As the list of Mr. Carney’s missteps on the tariff file grows – costing Canadians jobs, incomes, and increases in prices – surely it is becoming clear that a fundamental reset is required in Canada’s approach to Mr. Trump and his tariff initiatives if their negative consequences for both Canada and the U.S. are to be overcome.

So what and where is the reset button that could be pushed to redress those initiatives? Who is in the best position to push it, and when is the best opportunity to do so?

That button is not to be found in Washington or on Wall Street, but rather among those to whom Mr. Trump made a promise – time and time again – namely, the American people. “We’re going to get the prices down. We have to get them down. It’s too much. Groceries, cars, everything. We’re going to get the prices down,” he declared repeatedly throughout the 2024 presidential election campaign.

That was the promise. But the current reality is price increases for Americans on food, energy, furniture, and paper products, as well as projected increases in the cost of homes, industrial structures, and public infrastructure as tariffs on steel, aluminum, softwood lumber and timber take their toll. In other words, the reality is not a decrease but an increase in the cost of living for millions of American consumers and voters.

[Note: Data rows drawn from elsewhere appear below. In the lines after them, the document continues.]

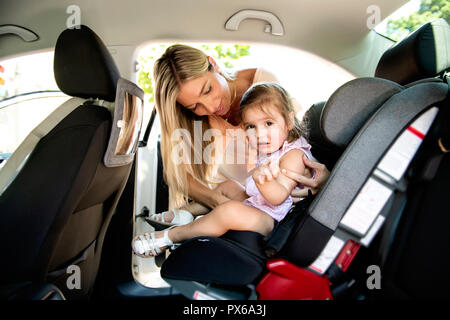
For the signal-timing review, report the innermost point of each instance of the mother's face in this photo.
(208, 94)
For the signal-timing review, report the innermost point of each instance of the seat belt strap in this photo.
(369, 209)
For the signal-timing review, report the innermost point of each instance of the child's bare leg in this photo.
(228, 188)
(231, 215)
(196, 208)
(232, 190)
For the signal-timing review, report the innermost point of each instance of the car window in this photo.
(411, 16)
(28, 94)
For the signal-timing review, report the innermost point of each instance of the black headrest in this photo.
(423, 54)
(351, 105)
(83, 66)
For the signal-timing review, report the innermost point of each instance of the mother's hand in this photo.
(315, 183)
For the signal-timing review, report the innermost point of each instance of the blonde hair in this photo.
(265, 94)
(178, 64)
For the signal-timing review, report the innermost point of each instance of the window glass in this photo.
(28, 94)
(411, 16)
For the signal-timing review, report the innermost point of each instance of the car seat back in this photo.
(56, 207)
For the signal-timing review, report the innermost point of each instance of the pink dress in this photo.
(256, 199)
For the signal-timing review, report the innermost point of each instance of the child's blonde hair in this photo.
(264, 94)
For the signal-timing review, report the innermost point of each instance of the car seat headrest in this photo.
(423, 54)
(351, 105)
(126, 125)
(83, 66)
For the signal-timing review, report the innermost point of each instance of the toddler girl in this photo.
(273, 130)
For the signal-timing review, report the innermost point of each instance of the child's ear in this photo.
(291, 120)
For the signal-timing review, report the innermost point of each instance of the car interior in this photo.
(81, 184)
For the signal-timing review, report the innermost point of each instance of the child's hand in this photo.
(266, 172)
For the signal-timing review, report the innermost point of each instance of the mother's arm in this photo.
(204, 195)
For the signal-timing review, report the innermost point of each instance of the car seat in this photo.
(368, 119)
(60, 187)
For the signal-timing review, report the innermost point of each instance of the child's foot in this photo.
(151, 244)
(174, 217)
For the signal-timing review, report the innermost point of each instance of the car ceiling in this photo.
(334, 30)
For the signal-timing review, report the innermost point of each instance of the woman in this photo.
(190, 86)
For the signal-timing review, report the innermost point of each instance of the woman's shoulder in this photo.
(246, 75)
(264, 75)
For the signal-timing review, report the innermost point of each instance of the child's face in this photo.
(266, 131)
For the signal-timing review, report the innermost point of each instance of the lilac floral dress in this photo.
(255, 197)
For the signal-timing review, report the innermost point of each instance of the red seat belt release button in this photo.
(347, 254)
(286, 281)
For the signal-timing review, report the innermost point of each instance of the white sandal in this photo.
(180, 217)
(146, 245)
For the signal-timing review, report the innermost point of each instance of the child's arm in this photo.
(229, 189)
(277, 190)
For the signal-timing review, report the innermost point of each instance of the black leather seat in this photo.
(55, 213)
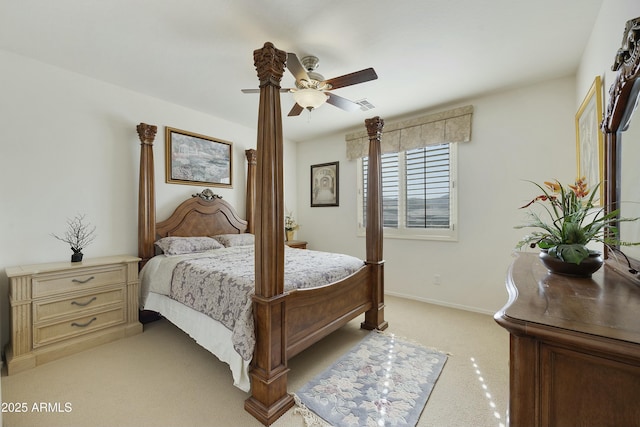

Who then is best positioned to insist upon a relaxation of Mr. Trump’s tariff policies? Not Mr. Carney and his officials, nor even the traditional Washington influencers, but those rank-and-file Americans comprising the massive populist wave that put Mr. Trump in the White House for a second time – that populist base which Mr. Carney neither understands nor respects but whom the President cannot afford to ignore or alienate if he wishes to retain their political support.

So when will be the first real opportunity for Mr. Trump’s core constituency to speak to him effectively – through their votes – about modifying his approach to tariffs? It will be in the months running up to the midterm congressional elections in November, 2026, in which the 435 seats of the House of Representatives andmore crucially, the 35 seats in the US Senate, will be up for election.

Most of those Republican candidates standing for election will want to be pro-Trump to retain hardcore Republican voters, but they will also want to be anti-tariff to secure the support of voters suffering from tariff-induced price increases. How can they be both? By being fully supportive of Mr. Trump’s war on illegal drugs and migrants, bloated bureaucracies, and the mis-management of government finances, while at the same time campaigning as “tariff modifiers”. By asking voters to send them to Washington to support Mr. Trump but to remove the price-increasing-sting of his tariff policies through the negotiation of “reciprocity agreements” with major US trading partners to achieve that objective – just as former president William McKinley, whom Mr. Trump professes to admire, did many years ago.

The election of just a few tariff-moderating Republicans to the U.S. Senate in 2026, to be present when the tariff bill embodying Mr. Trump’s policies eventually gets to that chamber, will do more to improve tariff-disrupting Canada-U.S. trade relations than the ineffectual efforts of those like Mr. Carney who seek to get to Mr. Trump by traditional elite-to-elite negotiating practices.

Getting to Mr. Trump on the tariff issue through his own populist base raises some obvious questions. Which U.S. states, for example, are experiencing the greatest price increases as a result of the tariff wars, and of those, which offer the greatest opportunities to nominate and elect tariff-modifying Republicans to the Senate? Where in the U.S., at the state or national level, are there the beginnings of a grassroots tariff-modification movement, and how might such a movement be encouraged and supported by Canadians as well as Americans.

Americans of course have a vested interest in securing research-informed answers to such questions. But so do Canadians. More on these questions and answers shortly. They are the keys to achieving the desire of the vast majority of rank and file citizens on both sides of the border for a restoration of amicable economic and social relations between our two countries.